|title:||Distributed Symbolic Reachability Analysis|
|keywords:||distributed, symbolic, model checking|
|topics:||Algorithms and Data Structures|
Jaco van de Pol
Tom van Dijk ,
|type:||MTV Master project|
Model checking is an important tool in program verification and software validation. Model checkers generally examine the entire state space of a model to find behaviour that differs from a given formal specification. Most temporal safety properties can be verified via reachability analysis. A major limitation is the state space explosion problem, which occurs when the state space does not fit into the available memory.
State spaces can efficiently be stored as Binary Decision Diagrams (BDDs), a data structure used to efficiently represent sets. The BDD representations of state spaces can then be manipulated via BDD operations, which enables symbolic reachability analysis. Moreover, more hardware resources can be employed. By increasing processing units and available memory, larger state spaces can be stored and processed in less time.
This thesis focuses on symbolic reachability analysis, in addition to adding hardware resources by using a network of workstations. Our research goal is to implement distributed BDD operations that scale efficiently along all processing units and memory connected via a high-performance network.
Compared to existing work on distributed symbolic reachability, we use modern techniques and components, like Infiniband and RDMA, to reduce network latency. Furthermore, we use hierarchical private deque work stealing to implement efficient load-balancing.
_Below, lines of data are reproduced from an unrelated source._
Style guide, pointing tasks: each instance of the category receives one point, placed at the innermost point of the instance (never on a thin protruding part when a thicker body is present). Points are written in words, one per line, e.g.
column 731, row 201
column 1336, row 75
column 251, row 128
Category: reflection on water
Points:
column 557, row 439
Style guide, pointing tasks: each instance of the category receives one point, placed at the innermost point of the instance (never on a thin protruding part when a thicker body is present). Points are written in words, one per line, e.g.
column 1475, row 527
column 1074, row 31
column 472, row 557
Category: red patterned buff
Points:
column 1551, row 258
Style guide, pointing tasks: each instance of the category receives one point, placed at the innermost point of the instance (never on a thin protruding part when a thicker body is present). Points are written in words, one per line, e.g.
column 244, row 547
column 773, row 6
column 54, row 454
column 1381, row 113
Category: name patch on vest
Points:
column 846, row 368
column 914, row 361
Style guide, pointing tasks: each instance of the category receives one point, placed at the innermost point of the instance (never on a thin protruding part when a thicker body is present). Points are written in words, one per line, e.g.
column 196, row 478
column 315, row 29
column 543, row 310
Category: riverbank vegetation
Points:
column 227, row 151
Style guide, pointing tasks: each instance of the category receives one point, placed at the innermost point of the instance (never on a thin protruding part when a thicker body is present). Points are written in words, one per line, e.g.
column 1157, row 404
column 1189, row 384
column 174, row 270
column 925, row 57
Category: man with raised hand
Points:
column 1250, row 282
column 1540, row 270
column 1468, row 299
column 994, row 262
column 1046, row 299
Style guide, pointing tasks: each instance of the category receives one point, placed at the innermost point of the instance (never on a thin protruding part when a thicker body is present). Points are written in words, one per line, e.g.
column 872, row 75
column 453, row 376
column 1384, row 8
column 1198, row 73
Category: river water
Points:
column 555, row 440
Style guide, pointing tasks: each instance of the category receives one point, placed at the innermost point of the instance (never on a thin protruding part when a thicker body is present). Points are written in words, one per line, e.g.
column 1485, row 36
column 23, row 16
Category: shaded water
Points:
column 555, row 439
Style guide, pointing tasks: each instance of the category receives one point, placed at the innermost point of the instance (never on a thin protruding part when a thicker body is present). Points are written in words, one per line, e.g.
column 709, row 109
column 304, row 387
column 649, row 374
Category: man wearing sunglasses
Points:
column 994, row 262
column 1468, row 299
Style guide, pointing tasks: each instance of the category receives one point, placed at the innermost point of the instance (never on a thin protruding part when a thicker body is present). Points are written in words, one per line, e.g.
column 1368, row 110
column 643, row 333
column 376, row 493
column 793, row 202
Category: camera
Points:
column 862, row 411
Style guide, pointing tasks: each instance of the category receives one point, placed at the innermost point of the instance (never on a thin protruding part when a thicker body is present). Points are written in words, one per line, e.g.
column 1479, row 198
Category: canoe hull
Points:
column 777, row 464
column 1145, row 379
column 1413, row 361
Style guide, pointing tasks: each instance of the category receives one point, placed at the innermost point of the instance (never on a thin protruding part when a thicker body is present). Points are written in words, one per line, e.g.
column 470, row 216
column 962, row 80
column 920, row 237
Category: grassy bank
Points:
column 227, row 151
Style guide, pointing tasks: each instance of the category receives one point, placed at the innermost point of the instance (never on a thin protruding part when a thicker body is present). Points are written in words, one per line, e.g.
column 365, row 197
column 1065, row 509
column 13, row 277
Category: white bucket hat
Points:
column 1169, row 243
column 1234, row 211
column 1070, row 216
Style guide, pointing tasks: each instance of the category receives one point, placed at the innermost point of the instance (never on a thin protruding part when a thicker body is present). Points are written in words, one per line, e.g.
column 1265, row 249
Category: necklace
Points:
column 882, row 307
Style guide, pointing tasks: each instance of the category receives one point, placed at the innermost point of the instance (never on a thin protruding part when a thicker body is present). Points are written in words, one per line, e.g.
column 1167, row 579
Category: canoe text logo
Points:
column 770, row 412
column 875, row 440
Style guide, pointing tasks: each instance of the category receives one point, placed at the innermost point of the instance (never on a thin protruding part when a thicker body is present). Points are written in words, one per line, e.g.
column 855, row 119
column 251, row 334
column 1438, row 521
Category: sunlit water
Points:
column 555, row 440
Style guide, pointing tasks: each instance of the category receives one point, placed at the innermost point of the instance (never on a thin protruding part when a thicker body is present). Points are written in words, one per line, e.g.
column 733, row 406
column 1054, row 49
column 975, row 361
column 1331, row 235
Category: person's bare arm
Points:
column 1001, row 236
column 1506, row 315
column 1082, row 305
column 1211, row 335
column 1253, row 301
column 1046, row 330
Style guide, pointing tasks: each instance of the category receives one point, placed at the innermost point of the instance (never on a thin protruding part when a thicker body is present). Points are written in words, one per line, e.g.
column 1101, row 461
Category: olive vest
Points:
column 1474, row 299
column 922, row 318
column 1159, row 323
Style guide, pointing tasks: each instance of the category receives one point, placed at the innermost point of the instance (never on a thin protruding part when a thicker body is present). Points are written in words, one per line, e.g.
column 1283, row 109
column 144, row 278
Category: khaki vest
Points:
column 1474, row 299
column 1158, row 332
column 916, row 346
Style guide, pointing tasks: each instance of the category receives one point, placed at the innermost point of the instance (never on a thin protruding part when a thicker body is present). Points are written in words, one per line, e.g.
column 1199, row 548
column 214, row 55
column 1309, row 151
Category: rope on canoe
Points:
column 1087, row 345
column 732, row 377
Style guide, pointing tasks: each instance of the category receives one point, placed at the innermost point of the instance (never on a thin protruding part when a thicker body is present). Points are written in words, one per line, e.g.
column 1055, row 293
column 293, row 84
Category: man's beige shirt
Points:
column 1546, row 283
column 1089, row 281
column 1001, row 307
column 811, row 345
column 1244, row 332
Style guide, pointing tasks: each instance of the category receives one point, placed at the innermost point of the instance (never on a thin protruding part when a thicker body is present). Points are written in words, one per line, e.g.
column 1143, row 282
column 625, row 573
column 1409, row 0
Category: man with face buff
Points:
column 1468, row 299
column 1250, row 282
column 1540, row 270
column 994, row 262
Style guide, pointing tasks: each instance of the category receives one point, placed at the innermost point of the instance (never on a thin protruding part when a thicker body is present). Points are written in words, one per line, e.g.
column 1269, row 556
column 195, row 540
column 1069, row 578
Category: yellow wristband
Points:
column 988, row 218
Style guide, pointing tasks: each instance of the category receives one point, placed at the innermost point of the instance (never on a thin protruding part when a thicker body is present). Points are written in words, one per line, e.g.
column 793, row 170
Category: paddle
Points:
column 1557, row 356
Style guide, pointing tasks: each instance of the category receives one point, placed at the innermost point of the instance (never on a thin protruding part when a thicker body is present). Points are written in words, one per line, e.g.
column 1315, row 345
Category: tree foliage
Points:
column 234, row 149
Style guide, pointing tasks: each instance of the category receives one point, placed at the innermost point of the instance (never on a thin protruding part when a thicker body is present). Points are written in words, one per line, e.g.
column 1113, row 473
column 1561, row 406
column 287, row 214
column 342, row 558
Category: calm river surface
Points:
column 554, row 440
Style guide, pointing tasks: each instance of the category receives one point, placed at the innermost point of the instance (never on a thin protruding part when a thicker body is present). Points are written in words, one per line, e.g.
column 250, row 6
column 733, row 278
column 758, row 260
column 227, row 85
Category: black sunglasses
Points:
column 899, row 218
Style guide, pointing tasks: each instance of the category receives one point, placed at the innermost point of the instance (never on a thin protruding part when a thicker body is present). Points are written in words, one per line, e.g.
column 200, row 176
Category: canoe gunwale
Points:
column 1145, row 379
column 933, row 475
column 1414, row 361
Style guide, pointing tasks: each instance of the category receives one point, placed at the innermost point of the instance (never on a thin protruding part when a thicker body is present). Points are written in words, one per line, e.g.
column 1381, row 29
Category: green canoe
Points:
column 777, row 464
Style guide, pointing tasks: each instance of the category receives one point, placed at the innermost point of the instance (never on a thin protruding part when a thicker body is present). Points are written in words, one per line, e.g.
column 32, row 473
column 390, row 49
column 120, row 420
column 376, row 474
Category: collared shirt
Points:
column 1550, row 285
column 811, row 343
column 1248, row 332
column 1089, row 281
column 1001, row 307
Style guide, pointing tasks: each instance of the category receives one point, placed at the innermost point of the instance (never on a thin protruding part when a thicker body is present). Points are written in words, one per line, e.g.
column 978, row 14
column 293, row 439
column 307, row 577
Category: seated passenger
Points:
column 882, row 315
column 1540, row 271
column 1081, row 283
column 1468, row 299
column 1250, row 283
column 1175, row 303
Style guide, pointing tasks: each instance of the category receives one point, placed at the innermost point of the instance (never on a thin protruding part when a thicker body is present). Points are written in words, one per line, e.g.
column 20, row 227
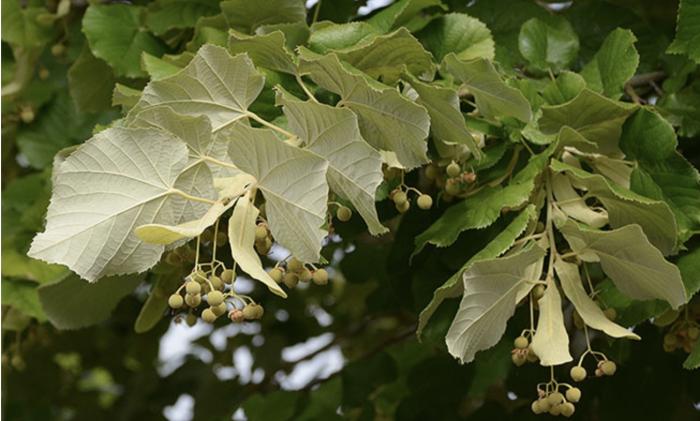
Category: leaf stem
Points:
column 192, row 198
column 549, row 226
column 316, row 12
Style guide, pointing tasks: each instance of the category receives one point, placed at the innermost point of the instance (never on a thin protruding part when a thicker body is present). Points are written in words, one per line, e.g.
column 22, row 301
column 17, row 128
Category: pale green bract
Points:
column 354, row 167
column 293, row 182
column 551, row 341
column 118, row 180
column 241, row 233
column 490, row 290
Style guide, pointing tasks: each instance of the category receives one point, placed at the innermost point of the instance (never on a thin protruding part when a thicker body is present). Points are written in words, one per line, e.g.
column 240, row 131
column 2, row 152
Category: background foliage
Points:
column 68, row 68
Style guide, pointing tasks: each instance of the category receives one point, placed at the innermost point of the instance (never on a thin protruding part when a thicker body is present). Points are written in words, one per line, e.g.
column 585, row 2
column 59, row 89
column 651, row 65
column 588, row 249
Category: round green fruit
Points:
column 320, row 277
column 425, row 202
column 578, row 373
column 453, row 170
column 176, row 301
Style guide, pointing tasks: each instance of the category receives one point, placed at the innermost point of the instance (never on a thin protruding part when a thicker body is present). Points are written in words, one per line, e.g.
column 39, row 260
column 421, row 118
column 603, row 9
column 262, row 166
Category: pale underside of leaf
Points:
column 213, row 84
column 354, row 167
column 388, row 120
column 490, row 290
column 551, row 341
column 590, row 312
column 573, row 205
column 241, row 233
column 118, row 180
column 293, row 182
column 453, row 287
column 636, row 267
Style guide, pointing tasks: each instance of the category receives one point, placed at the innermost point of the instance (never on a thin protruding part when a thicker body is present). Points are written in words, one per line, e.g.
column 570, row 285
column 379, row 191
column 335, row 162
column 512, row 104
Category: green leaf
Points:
column 157, row 68
column 483, row 208
column 626, row 207
column 646, row 136
column 595, row 118
column 490, row 290
column 157, row 302
column 164, row 15
column 114, row 182
column 573, row 205
column 21, row 27
column 60, row 125
column 354, row 167
column 548, row 44
column 116, row 36
column 693, row 360
column 613, row 65
column 91, row 83
column 241, row 234
column 329, row 37
column 467, row 37
column 678, row 184
column 23, row 297
column 246, row 16
column 385, row 57
column 635, row 266
column 268, row 51
column 125, row 97
column 72, row 303
column 551, row 341
column 293, row 182
column 687, row 40
column 689, row 265
column 207, row 86
column 493, row 97
column 475, row 212
column 446, row 120
column 591, row 313
column 453, row 287
column 295, row 33
column 388, row 120
column 564, row 88
column 400, row 13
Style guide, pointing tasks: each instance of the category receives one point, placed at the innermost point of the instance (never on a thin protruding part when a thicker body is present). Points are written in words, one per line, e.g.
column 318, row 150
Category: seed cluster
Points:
column 294, row 271
column 215, row 288
column 452, row 179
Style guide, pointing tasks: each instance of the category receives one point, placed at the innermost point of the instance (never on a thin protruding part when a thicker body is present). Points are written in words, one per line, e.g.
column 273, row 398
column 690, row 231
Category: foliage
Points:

Finally, we attempt to use the idle-times of workers as efficient as possible by overlapping RDMA roundtrips as much as possible.
We designed an RDMA-based distributed hash table and private deque work stealing algorithms. Both components are micro-benchmarked in detail and used to implement the actual BDD operations for distributed symbolic reachability. The algorithms are evaluated by performing symbolic reachability over a number of BEEM models.
Instead of network latency, the limited throughput of the RDMA devices appears to be the performance bottleneck. As a result, we achieve good scalability along the number of machines added to the network, but scalability along the number of processes per machine remains limited. Compared to sequential runs, speedups up to 28 are observed. With respect to parallel symbolic reachability, by paying an acceptable performance price, the combined memory of a network of workstations can be used efficiently, and adding workstations does not decrease performance.